I have borrowed an Apple from a family member who just got a new MacBook. It is running fine and no problems, but I notice it gets hot on the bottom, fairly quickly. A couple of times when trying to access the NPR playlist, safari stopped responding and I had to quit the application. During the time it was not responding that little colored circle kept rotating and the fan came on and sounded like it was getting louder and louder until I got it to shut down the safari application and shut close the cover for it to go into hibernation. I also have been laying the macbook down on the bed upside down so that the bottom would cool faster.

I am pretty sure I know what the problem is with the NPR playlist. I left it up and shut the computer and tried using it when I opened it again. I think I would avoid this if I shut it off before closing the machine and start it fresh when I come back to it. 

But is it okay to lay the macbook down upside down? Should I be worried that the heat is going to cause data loss or motherboard issues sooner than usual? I do use the machine on my lap a lot and seems like I should be able to do that, right?

So, is there something that we should be doing to manage this heat with the MacBook?

Thanks
adam


----------



## WWEFreak666 (Apr 18, 2007)

There's no reason to be concerned about an Apple Macbook heating up. My brother has one and it always heats up after prolonged periods of use. Just make sure the fans are working properly.


----------



## Yankee Rose (Jul 14, 1999)

Hi Adam: 

Right above the keyboard there is a vent - is it obstructed in any way?

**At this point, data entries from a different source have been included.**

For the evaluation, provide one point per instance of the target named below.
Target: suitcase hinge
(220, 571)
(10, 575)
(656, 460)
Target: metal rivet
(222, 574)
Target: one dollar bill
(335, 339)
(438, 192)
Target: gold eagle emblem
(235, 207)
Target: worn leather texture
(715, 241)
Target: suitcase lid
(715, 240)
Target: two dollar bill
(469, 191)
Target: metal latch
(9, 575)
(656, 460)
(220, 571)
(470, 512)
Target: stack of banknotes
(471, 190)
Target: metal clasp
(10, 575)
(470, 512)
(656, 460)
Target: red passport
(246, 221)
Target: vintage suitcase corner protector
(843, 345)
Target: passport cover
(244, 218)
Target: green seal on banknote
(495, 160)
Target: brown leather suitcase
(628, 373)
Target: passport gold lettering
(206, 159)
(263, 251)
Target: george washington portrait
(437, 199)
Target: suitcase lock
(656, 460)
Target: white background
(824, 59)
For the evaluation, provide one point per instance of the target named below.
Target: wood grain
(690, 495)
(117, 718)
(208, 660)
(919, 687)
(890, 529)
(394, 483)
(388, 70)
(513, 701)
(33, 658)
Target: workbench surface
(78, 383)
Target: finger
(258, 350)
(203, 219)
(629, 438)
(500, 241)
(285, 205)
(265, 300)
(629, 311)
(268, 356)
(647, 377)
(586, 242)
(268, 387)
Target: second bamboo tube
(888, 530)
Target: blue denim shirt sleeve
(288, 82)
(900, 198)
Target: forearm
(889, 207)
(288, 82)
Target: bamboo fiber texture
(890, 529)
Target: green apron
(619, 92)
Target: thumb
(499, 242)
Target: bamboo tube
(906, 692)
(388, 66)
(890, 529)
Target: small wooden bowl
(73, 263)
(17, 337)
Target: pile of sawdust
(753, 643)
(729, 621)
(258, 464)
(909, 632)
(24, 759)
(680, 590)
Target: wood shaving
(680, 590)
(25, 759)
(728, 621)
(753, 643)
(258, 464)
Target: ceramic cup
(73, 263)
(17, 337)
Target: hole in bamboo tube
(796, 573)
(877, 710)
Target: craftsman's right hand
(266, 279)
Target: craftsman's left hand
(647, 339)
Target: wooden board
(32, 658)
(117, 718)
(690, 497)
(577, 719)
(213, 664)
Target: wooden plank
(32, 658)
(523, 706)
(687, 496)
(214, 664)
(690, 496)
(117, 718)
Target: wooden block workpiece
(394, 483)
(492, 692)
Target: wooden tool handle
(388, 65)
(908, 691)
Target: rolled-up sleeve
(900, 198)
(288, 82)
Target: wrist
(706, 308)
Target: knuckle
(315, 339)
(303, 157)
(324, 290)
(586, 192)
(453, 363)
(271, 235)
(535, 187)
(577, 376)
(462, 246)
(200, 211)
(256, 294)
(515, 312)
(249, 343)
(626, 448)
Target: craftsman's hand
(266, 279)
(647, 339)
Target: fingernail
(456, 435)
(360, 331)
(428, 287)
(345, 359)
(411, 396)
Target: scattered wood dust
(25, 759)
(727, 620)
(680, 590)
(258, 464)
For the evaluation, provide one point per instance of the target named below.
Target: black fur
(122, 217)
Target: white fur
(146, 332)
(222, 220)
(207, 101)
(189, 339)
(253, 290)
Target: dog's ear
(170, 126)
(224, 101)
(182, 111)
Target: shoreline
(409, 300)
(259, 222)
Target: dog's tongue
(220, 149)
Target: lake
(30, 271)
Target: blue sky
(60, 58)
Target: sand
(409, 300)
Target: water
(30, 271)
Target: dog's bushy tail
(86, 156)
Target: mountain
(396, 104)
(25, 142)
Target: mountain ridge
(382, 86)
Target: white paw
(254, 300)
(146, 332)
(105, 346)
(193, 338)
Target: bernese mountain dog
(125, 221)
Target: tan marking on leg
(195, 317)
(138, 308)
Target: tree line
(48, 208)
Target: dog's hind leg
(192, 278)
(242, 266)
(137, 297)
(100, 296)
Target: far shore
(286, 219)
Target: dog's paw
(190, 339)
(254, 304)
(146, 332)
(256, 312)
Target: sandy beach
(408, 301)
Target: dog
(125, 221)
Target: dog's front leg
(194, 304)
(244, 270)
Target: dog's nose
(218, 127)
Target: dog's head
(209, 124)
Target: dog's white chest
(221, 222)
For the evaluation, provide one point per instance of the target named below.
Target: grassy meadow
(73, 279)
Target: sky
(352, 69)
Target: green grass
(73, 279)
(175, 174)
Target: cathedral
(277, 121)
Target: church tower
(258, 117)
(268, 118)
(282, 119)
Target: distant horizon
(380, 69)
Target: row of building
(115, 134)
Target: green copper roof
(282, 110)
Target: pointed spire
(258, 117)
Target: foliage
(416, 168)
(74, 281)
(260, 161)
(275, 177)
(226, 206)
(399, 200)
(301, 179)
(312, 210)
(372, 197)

Some MacBook users don't realize there IS a vent there as during the manufacture process they cover it with plastic.










Hope that helps!


----------



## ferrija1 (Apr 11, 2006)

Don't worry, my MacBook Pro gets really hot too (sometimes up to 120* on hot summer days) and it's fine. If you want to cool it off or if you use it on a desk, prop up the back of it so that there is air flowing below it and so that the hot air can travel to the back of the case and out.


----------



## adamm321 (Jan 31, 2008)

Thanks...Rose, I don't have any plastic in that space. I do see the vent and I can feel the hot air coming out the back when the fan comes on, so I guess everything is working fine. I suppose it is not worth worrying about, since it is what it is. I had just been reading posts somewhere about external drives failing and mentioning how heat is not great for them. At the moment, I am trying to take a short break off the computer if it gets too hot to let it cool down. I rarely use mine at a desk but that is a good idea too.

Thank you all...


----------



## dannyn (Nov 9, 2007)

run smc fan control..
very good app.
my pro gets very very hot..
sometimes up to 160*
fire up smc and your good to go


----------



## ferrija1 (Apr 11, 2006)

160*! That's pretty hot...


----------



## adamm321 (Jan 31, 2008)

Thanks danny, I will look into that fan control program. My old Dell always was a little warm on the bottom, but I really think the Apple is much hotter. 

Thanks 
adam


----------



## dannyn (Nov 9, 2007)

yes. no problem Adam..
that program is great and works like a charm for me.


----------